Rust Word Frequency Counter with HashMap 📊 | Rust by Examples #10
Video: Rust Word Frequency Counter with HashMap 📊 | Rust by Examples #10 by Taught by Celeste AI - AI Coding Coach
Watch full page →Rust Word Frequency Counter with HashMap
Learn how to build a word frequency counter in Rust using the HashMap collection and the Entry API for efficient counting. This example reads text, counts occurrences of each word, and displays the top N most frequent words sorted by their counts.
Code
use std::collections::HashMap;
use std::fs;
// Counts the frequency of each word in the given text slice
fn count_words(text: &str) -> HashMap<String, usize> {
let mut counts = HashMap::new();
for word in text.split_whitespace() {
// Normalize word to lowercase for consistent counting
let word = word.to_lowercase();
// Use Entry API to insert or update the count efficiently
*counts.entry(word).or_insert(0) += 1;
}
counts
}
// Returns the top n words sorted by frequency in descending order
fn top_words(counts: &HashMap<String, usize>, n: usize) -> Vec<(String, usize)> {
let mut word_counts: Vec<(String, usize)> = counts.iter()
.map(|(word, &count)| (word.clone(), count))
.collect();
// Sort by count descending
word_counts.sort_by(|a, b| b.1.cmp(&a.1));
// Take top n results
word_counts.into_iter().take(n).collect()
}
fn main() {
// Read sample text file
let text = fs::read_to_string("sample.txt").expect("Failed to read sample.txt");
// Count words
let counts = count_words(&text);
// Get top 5 words
let top = top_words(&counts, 5);
println!("Top 5 words by frequency:");
for (word, count) in top {
println!("{}: {}", word, count);
}
}
Key Points
- HashMap is ideal for counting occurrences with keys as words and values as counts.

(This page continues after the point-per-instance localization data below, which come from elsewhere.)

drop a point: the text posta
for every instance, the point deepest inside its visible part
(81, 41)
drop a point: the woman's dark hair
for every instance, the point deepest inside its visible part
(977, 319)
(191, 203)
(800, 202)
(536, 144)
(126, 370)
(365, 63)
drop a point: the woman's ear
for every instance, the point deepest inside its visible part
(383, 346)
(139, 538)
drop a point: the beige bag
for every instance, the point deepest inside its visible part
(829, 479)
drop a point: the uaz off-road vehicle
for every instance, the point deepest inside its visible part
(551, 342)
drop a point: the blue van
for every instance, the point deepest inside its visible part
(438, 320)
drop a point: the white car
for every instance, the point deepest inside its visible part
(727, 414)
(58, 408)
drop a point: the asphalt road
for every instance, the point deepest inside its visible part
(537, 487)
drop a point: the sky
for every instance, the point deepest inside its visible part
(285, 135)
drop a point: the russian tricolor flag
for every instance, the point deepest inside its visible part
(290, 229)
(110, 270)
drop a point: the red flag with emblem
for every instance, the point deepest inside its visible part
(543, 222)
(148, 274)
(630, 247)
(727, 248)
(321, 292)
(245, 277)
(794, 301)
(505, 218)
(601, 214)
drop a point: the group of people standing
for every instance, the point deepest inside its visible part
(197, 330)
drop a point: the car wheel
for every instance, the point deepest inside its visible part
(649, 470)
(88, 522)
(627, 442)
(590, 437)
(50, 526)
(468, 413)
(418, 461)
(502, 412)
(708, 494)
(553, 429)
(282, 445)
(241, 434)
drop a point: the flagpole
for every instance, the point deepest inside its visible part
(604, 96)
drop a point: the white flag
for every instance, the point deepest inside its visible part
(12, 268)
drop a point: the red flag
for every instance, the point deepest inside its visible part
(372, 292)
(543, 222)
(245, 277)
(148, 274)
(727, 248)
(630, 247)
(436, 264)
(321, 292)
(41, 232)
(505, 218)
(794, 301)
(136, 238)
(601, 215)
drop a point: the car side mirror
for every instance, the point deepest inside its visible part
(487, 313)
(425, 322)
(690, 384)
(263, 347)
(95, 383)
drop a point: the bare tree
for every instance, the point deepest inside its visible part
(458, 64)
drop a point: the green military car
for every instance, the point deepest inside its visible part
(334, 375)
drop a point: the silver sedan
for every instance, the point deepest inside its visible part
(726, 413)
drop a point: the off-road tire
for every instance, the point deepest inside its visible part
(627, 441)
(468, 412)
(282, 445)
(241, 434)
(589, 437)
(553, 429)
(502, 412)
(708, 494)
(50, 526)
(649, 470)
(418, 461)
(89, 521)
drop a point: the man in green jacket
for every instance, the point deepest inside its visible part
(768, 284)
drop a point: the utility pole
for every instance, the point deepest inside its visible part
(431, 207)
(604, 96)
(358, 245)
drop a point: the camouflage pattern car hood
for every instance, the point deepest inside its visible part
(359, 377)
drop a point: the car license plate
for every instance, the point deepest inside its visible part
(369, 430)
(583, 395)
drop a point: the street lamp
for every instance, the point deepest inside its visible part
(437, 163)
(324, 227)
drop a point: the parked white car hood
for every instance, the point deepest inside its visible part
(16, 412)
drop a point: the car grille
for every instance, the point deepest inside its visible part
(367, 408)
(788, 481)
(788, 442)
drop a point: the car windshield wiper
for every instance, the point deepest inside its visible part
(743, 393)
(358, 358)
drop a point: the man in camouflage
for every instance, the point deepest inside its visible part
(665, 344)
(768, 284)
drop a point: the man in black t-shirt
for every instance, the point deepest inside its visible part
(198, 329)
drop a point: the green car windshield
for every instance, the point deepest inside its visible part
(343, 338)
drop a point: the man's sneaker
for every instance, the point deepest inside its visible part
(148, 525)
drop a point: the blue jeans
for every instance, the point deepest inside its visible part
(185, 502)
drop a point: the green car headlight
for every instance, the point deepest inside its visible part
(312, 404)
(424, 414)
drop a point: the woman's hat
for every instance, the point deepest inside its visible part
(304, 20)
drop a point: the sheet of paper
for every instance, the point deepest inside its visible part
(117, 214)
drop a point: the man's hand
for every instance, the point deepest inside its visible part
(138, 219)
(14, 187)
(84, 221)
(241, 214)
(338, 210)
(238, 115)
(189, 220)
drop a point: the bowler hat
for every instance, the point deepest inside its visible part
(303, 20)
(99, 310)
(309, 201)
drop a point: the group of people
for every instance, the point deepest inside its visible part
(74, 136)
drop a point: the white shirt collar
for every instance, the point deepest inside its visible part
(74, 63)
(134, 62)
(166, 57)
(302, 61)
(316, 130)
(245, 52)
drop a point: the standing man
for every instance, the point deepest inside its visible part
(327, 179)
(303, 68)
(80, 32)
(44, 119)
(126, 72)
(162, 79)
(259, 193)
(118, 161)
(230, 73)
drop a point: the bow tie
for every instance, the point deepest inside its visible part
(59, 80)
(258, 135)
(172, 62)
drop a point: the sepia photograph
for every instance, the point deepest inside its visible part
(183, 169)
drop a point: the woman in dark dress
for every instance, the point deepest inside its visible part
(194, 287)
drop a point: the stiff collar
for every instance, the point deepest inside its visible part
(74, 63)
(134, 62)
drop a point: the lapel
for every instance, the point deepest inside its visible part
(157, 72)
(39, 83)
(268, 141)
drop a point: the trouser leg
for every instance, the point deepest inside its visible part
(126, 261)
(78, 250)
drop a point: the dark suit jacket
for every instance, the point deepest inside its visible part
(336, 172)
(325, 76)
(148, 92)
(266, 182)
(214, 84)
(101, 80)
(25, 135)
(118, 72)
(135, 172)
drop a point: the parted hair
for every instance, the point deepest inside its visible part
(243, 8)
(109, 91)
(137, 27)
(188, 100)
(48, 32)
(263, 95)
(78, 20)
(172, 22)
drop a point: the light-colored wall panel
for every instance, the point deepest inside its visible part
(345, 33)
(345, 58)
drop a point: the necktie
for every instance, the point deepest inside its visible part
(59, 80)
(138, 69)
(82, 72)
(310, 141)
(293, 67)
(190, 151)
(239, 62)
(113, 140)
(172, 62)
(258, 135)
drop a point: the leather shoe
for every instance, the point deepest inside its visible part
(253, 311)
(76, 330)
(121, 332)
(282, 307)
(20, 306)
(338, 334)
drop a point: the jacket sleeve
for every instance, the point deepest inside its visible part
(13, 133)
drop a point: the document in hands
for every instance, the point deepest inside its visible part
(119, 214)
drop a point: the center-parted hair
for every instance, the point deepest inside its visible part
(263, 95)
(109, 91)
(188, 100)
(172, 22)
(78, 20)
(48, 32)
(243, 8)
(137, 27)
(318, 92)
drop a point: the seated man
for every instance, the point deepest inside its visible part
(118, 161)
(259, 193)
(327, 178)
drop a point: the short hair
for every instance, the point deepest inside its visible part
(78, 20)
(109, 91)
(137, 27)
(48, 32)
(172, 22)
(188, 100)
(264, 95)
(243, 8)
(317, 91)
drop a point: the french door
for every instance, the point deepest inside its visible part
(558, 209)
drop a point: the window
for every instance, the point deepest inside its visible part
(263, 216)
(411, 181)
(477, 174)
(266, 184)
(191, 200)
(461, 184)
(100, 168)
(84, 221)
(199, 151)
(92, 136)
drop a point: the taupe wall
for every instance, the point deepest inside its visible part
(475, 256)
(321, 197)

- The Entry API with entry().or_insert() simplifies updating counts without extra lookups.
- Text processing uses split_whitespace() and lowercase normalization for consistent counting.
- Sorting a vector of (word, count) tuples by count descending helps find the most frequent words.
- Reading from a file and modularizing code makes the counter reusable and clean.